Futures of Negation: Jameson’s “Archaeologies of the Future” and Utopian
Science Fiction
Jameson complicates the specificity of utopian thought in science
fictions by situating these messages firmly in the sociocultural and
material histories that produce them. Jameson’s explication of the
historical conditions that generate individuated wishes for utopia is
understandable: the conditions that determine the nature of utopian
longing and protest are often the same ones that make society consider
utopia an irresponsible fantasy, or as Reinhold Niebuhr declared in 1952,
“an adolescent embarrassment.” Still, viewing utopia from a material and
psychological vantage can’t completely overcome the inherent vagueness in
the utopian impulse as Jameson describes it.

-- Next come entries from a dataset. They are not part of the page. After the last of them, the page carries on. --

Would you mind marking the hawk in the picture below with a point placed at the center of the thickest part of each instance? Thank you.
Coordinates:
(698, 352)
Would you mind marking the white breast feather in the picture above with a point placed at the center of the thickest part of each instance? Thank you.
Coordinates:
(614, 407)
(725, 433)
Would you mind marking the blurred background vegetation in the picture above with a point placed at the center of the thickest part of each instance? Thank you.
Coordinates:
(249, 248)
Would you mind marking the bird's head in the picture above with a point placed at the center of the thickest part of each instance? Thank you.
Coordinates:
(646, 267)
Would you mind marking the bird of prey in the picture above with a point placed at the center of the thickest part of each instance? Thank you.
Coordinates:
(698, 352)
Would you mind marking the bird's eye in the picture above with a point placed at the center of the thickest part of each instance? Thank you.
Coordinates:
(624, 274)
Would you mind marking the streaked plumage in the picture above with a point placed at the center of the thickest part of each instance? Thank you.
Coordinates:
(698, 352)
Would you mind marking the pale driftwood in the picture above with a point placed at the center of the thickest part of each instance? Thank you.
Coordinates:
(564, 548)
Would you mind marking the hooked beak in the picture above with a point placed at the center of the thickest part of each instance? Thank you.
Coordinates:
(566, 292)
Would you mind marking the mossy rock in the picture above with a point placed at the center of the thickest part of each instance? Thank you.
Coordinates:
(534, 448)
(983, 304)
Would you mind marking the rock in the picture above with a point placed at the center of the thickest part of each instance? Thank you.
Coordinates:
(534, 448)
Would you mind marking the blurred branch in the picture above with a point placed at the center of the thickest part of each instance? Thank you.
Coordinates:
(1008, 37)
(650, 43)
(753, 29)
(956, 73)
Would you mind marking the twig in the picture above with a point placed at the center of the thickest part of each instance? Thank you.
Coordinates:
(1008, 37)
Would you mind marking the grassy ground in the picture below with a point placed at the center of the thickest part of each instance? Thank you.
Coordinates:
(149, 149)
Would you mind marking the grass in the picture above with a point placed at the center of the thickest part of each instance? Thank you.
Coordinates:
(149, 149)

His account of the cultural
and political forces in various eras that repress the desire for a better
world nevertheless leaves the utopian project orbiting on a general path,
far from the praxis that trenchant dissatisfaction with capitalism would
seemingly demand. While his point is well taken that the inability to
imagine alternative societies would mark the triumph of capitalism,
Jameson perhaps overestimates the political practicality of the
imaginative process. This is a shortcoming that may leave some Marxists
who were expecting more material applicability dissatisfied. That said,
Jameson does well to remind us that “our most energetic imaginative leaps
into radical alternatives were little more than the projections of our own
social moment and historical or subjective situation” (211).